November 2006 Church & State | AU Bulletin

The U.S. Supreme Court has refused to review a controversy involving a California public school district’s history lesson on Islam.

At the start of its new term in early October, the high court turned away an appeal of a 9th U.S. Circuit Court of Appeals decision holding that a course studying the origins of Islam did not amount to unconstitutional school sponsorship of a specific religion.

In 2003, Tiffany Eklund, a parent of students at Excelsior Middle School in Byron, Calif., sued the school district arguing that a course on Islam indoctrinated students in that faith by having them engage in role-playing. A Religious Right law firm, the Thomas More Law Center, represented Eklund.

Eklund argued that the course was not educational, but an attempt to indoctrinate students. She claimed that students at Excelsior were forced to take on Muslim personas and memorize prayers.

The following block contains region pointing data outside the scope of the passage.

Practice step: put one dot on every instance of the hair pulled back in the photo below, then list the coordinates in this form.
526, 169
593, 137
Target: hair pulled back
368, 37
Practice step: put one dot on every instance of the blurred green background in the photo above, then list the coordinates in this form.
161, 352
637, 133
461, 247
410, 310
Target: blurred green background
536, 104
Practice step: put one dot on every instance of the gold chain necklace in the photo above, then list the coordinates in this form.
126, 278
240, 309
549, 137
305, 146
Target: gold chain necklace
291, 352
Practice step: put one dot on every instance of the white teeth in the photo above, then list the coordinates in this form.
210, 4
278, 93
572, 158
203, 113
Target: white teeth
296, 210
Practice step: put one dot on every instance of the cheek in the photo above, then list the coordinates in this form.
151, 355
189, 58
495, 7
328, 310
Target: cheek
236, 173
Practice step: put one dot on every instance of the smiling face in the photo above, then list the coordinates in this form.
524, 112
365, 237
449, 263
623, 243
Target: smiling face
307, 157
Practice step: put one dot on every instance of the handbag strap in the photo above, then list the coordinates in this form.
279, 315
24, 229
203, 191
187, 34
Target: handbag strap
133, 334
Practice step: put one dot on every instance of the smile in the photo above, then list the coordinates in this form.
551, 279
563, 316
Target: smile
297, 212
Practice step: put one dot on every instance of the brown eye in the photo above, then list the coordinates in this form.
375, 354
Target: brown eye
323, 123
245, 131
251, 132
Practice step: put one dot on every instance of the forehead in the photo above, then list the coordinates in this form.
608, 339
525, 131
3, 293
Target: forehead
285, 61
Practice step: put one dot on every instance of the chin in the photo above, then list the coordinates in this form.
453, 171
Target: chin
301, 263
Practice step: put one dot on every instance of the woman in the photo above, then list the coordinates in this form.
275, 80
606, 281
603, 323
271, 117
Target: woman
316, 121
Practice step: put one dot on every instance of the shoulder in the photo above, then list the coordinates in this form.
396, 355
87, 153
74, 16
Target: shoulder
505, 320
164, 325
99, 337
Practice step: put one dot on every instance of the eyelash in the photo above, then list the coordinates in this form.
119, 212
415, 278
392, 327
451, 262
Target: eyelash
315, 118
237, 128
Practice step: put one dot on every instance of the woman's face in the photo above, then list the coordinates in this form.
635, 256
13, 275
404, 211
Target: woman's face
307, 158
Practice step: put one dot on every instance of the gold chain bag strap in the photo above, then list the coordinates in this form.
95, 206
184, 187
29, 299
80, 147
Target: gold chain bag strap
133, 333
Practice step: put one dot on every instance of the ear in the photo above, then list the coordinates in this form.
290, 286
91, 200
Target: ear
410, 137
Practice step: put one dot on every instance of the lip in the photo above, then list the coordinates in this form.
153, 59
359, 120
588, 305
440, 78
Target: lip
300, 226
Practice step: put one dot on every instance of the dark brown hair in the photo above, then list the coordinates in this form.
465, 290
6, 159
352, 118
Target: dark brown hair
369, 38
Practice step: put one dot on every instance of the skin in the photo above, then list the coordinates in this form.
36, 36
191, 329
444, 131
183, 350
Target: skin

School district officials vigorously defended the curriculum. Superintendent Thomas Meyer told the Contra Costa Times that the course did not indoctrinate students and that the role-playing was “blown way out of proportion.”

During arguments before the federal courts, lawyers for the school district noted that similar teaching techniques were employed in a class on medieval history and Christianity. Eklund’s son played a priest during that course, the newspaper reported.

In an unpublished opinion in Eklund v. Byron Union School District, a three-judge panel of the 9th Circuit concluded that the school’s instruction about Islam did not encompass “overt religious exercises” that would violate church-state separation.

Linda Lye, an attorney for the school district, lauded the high court for declining the case, saying the district could now “get on with educating children and exposing them to the world’s great cultures and religions in an appropriate way.”